Le difficoltà nel mondo accademico
Tornata a Erlangen, Emmy dichiarò di voler perseguire esclusivamente gli studi matematici, e con la sua dissertazione del 1907 ottenne il dottorato. Fino al 1915, insegnò lì senza retribuzione, spesso sostituendo suo padre malato. Nella primavera di quell'anno, fu invitata da Hilbert e Klein a tornare a Gottinga, ma incontrarono l'opposizione dei filologi e degli storici della facoltà di filosofia, che insistevano che una donna non avrebbe dovuto diventare privatdozent (docente a tempo pieno). "Che diranno i nostri soldati quando torneranno all'università e vedranno di dover imparare ai piedi di una donna?" disse uno degli oppositori. Hilbert rispose indignato: "Non vedo come il sesso del candidato possa essere un argomento contrario alla sua ammissione come privatdozent. Dopo tutto, siamo in un'università, non in una sorgente termale."
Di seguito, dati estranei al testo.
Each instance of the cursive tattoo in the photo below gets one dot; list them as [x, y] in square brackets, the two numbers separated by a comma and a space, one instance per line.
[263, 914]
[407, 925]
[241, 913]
Il riconoscimento tardivo e l'impatto internazionale
Nei primi anni di insegnamento, Emmy Noether non aveva né una posizione ufficiale né uno stipendio. Le sue lezioni erano spesso pubblicizzate sotto il nome di Hilbert, come se fosse sua assistente. Tuttavia, con la dimostrazione del suo teorema, le fu riconosciuto un certo merito anche all'estero, tanto che la sua scoperta in campo fisico fu paragonata al teorema di Pitagora nella geometria euclidea. Dopo la fine della Prima Guerra Mondiale, grazie alla rivoluzione del 1919, le donne ottennero maggiori diritti e l'università le concesse l'abilitazione all'insegnamento nello stesso giugno. Tre anni dopo, ricevette dal ministro dell'educazione prussiano una lettera che le conferiva il titolo di professoressa associata. Tuttavia, nonostante questo riconoscimento, non le venne assegnato alcun salario. Solo l'anno successivo, come insegnante di algebra, iniziò a ricevere una retribuzione.
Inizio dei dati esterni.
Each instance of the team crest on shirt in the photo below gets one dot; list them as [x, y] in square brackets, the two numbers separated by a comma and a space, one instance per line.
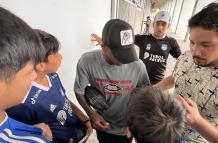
[112, 87]
[164, 47]
[146, 55]
[62, 117]
[126, 37]
[52, 107]
[148, 46]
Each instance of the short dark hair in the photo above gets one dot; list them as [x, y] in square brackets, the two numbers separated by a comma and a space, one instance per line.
[50, 43]
[207, 18]
[155, 117]
[18, 44]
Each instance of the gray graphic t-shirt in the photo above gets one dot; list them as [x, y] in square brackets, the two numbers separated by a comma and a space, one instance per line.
[115, 82]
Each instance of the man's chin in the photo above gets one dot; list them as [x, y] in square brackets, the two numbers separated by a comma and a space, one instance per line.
[201, 64]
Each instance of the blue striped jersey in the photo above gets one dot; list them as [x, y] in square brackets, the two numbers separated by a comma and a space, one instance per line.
[12, 131]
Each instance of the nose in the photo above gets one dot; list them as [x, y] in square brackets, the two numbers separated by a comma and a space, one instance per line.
[196, 50]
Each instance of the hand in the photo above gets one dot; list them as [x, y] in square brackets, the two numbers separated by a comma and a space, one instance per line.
[96, 38]
[89, 128]
[46, 132]
[192, 113]
[98, 121]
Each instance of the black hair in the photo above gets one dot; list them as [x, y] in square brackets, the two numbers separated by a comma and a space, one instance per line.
[155, 117]
[50, 43]
[19, 44]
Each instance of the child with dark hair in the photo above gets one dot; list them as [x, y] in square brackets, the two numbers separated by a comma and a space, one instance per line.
[21, 50]
[47, 102]
[155, 117]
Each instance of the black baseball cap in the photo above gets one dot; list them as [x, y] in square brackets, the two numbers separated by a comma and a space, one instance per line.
[118, 35]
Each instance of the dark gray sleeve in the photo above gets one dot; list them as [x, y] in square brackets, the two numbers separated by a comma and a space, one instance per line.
[175, 51]
[137, 40]
[143, 76]
[81, 80]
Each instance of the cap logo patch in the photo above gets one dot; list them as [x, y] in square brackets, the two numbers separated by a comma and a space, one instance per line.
[126, 37]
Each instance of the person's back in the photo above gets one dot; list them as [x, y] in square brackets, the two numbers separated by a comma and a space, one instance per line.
[155, 117]
[115, 71]
[20, 50]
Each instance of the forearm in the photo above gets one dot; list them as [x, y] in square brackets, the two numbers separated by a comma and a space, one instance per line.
[84, 104]
[166, 83]
[79, 113]
[207, 130]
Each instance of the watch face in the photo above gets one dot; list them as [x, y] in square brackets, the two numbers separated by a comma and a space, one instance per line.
[148, 46]
[164, 47]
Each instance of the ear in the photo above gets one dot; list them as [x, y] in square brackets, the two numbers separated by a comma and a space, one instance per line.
[40, 67]
[129, 134]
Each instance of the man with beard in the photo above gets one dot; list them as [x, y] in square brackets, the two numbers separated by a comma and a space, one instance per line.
[196, 72]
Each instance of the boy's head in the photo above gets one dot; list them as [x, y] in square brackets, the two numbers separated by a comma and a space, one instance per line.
[161, 24]
[21, 50]
[155, 117]
[50, 43]
[52, 60]
[118, 38]
[204, 36]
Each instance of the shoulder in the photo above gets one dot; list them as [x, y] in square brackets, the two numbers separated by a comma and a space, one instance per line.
[139, 36]
[89, 56]
[137, 65]
[171, 39]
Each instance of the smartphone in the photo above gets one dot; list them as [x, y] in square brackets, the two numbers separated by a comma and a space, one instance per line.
[83, 139]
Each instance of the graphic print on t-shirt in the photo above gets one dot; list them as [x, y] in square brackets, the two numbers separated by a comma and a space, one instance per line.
[114, 87]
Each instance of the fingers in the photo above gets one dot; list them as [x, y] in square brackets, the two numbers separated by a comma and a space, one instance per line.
[71, 140]
[46, 132]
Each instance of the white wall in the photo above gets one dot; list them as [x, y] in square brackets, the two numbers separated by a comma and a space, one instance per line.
[71, 21]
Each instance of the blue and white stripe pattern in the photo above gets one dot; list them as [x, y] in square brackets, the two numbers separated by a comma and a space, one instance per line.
[12, 131]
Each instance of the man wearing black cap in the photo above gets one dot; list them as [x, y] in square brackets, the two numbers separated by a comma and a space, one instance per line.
[115, 71]
[155, 48]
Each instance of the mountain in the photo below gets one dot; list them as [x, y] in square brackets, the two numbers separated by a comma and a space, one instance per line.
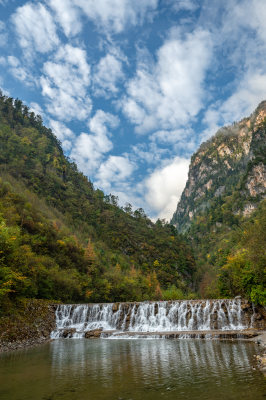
[222, 210]
[227, 175]
[62, 239]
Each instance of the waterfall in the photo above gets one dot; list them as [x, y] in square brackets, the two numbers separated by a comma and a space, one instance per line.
[179, 316]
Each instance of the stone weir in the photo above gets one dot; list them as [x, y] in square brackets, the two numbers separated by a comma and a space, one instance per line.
[227, 318]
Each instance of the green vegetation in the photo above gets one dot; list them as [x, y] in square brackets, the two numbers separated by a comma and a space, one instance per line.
[63, 240]
[229, 246]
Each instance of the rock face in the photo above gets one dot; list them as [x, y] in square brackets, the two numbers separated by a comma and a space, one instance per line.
[32, 325]
[231, 163]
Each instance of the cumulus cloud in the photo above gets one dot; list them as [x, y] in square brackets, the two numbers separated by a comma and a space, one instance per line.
[113, 172]
[187, 5]
[107, 75]
[18, 71]
[65, 81]
[168, 94]
[3, 34]
[116, 15]
[35, 28]
[164, 187]
[243, 101]
[67, 15]
[88, 149]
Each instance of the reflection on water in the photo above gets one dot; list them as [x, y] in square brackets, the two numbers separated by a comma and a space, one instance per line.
[132, 369]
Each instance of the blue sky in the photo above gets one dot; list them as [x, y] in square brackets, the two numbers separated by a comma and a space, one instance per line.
[131, 88]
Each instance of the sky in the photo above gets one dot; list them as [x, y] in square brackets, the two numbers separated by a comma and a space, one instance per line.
[131, 88]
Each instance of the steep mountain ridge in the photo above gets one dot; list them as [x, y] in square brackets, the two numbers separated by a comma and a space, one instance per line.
[228, 171]
[62, 239]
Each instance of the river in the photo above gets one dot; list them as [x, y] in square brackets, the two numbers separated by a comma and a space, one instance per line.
[132, 369]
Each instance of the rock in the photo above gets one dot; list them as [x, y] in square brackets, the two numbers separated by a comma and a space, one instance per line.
[68, 333]
[95, 333]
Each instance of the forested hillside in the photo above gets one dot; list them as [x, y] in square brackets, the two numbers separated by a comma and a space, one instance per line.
[61, 239]
[222, 210]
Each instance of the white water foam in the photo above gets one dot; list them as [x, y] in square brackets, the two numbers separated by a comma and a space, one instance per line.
[162, 316]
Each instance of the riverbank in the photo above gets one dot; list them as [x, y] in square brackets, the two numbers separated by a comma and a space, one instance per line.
[260, 340]
[30, 324]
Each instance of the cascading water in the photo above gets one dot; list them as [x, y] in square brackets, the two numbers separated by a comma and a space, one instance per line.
[179, 316]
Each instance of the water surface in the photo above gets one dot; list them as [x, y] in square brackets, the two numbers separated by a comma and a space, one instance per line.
[141, 369]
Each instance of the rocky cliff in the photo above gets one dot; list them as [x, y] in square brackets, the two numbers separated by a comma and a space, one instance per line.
[227, 175]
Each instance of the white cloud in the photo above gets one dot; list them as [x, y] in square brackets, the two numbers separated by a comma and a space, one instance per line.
[164, 187]
[170, 93]
[187, 5]
[108, 73]
[249, 93]
[89, 149]
[65, 82]
[113, 172]
[68, 16]
[35, 28]
[18, 71]
[3, 34]
[116, 15]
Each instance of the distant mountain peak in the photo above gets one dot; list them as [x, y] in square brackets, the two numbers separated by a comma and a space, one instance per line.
[231, 163]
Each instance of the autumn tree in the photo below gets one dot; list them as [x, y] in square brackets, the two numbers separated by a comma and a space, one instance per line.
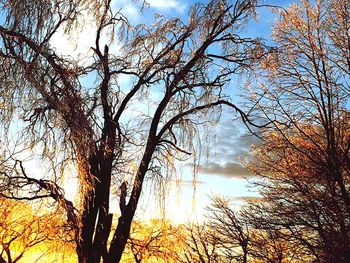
[231, 231]
[154, 241]
[23, 231]
[305, 155]
[83, 114]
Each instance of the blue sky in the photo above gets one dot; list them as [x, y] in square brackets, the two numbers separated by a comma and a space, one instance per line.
[220, 172]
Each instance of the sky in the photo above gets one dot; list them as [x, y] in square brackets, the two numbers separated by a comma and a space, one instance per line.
[221, 171]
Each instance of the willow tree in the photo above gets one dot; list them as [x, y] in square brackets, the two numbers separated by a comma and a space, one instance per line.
[116, 133]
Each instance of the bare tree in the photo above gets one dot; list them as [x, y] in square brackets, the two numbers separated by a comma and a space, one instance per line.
[23, 231]
[179, 69]
[305, 156]
[231, 232]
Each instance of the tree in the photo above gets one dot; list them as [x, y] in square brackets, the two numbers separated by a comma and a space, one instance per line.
[305, 155]
[155, 241]
[22, 231]
[230, 232]
[179, 69]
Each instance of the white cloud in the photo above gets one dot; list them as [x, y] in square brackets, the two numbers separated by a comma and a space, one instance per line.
[167, 4]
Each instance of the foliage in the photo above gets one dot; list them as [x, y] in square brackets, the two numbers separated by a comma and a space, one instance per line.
[82, 113]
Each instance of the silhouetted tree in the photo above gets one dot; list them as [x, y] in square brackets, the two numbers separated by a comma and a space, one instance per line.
[84, 114]
[304, 159]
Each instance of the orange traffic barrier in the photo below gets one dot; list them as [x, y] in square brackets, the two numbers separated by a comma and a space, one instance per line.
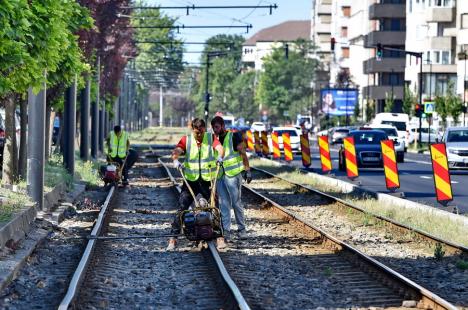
[305, 150]
[258, 147]
[275, 144]
[249, 143]
[265, 148]
[442, 181]
[325, 158]
[392, 180]
[287, 147]
[350, 155]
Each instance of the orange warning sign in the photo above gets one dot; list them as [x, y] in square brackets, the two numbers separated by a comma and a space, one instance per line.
[325, 158]
[392, 180]
[265, 148]
[287, 147]
[305, 150]
[350, 155]
[440, 169]
[275, 144]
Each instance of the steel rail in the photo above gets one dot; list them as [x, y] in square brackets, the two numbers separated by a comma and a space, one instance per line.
[235, 291]
[80, 271]
[426, 298]
[453, 247]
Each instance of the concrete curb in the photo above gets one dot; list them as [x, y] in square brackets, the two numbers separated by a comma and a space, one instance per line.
[21, 227]
[352, 189]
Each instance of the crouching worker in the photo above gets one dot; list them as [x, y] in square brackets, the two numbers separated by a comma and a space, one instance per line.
[118, 150]
[199, 168]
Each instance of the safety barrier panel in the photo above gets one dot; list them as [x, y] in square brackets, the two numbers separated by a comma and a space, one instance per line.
[442, 182]
[258, 147]
[250, 143]
[325, 158]
[350, 158]
[287, 147]
[392, 180]
[265, 148]
[275, 144]
[305, 150]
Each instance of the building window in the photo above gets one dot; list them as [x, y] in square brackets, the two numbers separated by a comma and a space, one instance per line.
[464, 21]
[344, 32]
[346, 10]
[345, 52]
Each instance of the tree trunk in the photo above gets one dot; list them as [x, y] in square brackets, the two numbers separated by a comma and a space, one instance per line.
[22, 162]
[10, 160]
[47, 132]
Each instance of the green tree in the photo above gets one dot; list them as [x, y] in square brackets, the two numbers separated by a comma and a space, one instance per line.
[285, 82]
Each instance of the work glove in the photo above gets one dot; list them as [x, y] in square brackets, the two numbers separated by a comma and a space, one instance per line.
[247, 176]
[176, 164]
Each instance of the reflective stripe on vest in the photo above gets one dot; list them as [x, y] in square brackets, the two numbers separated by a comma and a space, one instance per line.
[199, 160]
[232, 161]
[118, 145]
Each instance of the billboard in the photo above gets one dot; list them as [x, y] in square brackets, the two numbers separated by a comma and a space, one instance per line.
[338, 101]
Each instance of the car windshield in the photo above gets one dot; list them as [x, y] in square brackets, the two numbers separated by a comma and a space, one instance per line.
[292, 133]
[457, 136]
[388, 131]
[400, 126]
[368, 137]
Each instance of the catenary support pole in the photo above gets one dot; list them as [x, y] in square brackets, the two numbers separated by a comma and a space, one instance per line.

Gli ultimi anni e il legato di Emmy Noether
Fino al 1933, Emmy Noether era ben vista nell'ambito accademico sia per la sua brillantezza che per il suo carattere altruista: molti matematici dell'epoca la citavano nei loro lavori per la sua generosità di idee, anche in campi che non aveva mai studiato direttamente. Con l'ascesa di Hitler e l'introduzione delle leggi razziali, fu espulsa dall'università a causa delle sue origini ebraiche. Grazie all'aiuto di Einstein e Weyl, trovò rifugio a Princeton, per poi insegnare al Bryn Mawr College.
Nell'aprile del 1935, le fu diagnosticato un tumore al bacino e, durante l'operazione di rimozione, i medici scoprirono una cisti ovarica che le causò un collasso circolatorio, portandola alla morte.
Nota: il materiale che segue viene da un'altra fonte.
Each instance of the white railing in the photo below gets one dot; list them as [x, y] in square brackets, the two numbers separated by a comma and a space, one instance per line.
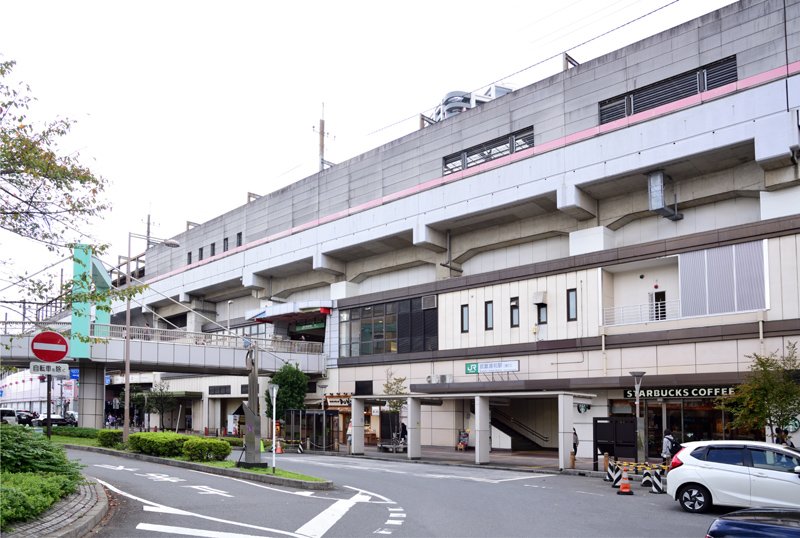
[642, 313]
[175, 336]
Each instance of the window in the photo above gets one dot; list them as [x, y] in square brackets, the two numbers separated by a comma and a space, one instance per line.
[670, 90]
[572, 304]
[514, 314]
[488, 151]
[541, 314]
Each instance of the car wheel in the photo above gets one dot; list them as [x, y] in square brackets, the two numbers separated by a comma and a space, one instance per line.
[695, 499]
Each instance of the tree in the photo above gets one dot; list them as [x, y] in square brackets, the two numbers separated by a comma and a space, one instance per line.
[160, 399]
[293, 384]
[44, 195]
[394, 386]
[770, 396]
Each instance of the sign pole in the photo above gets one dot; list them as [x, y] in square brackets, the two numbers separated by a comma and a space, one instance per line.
[49, 420]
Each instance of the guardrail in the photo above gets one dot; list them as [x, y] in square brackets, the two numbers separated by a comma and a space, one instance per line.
[642, 313]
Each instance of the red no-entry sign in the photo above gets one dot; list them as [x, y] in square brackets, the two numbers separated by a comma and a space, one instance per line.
[49, 346]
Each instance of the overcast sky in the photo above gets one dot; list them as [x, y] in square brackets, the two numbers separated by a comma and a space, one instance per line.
[186, 106]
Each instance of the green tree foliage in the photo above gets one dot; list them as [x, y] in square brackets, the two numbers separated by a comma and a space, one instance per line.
[394, 386]
[771, 394]
[160, 399]
[292, 383]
Conclusione: Il modello di Emmy Noether
Oggi, Emmy Noether è considerata una delle menti più brillanti del XX secolo e la più grande matematica della storia. La sua vita non fu facile, essendo una figura anticonformista e controcorrente: una donna, ebrea, molto più brillante della maggior parte degli uomini che allora detenevano il potere, che perseguì studi scientifici fino a ottenere una cattedra in uno dei campi più astratti della matematica. È un modello da seguire non solo per i suoi straordinari risultati accademici, ma anche per la sua tenacia nel combattere contro gli stereotipi e la società che cercava di ostacolarla nel raggiungimento dei suoi sogni, prima per il suo genere e poi per la religione che professava.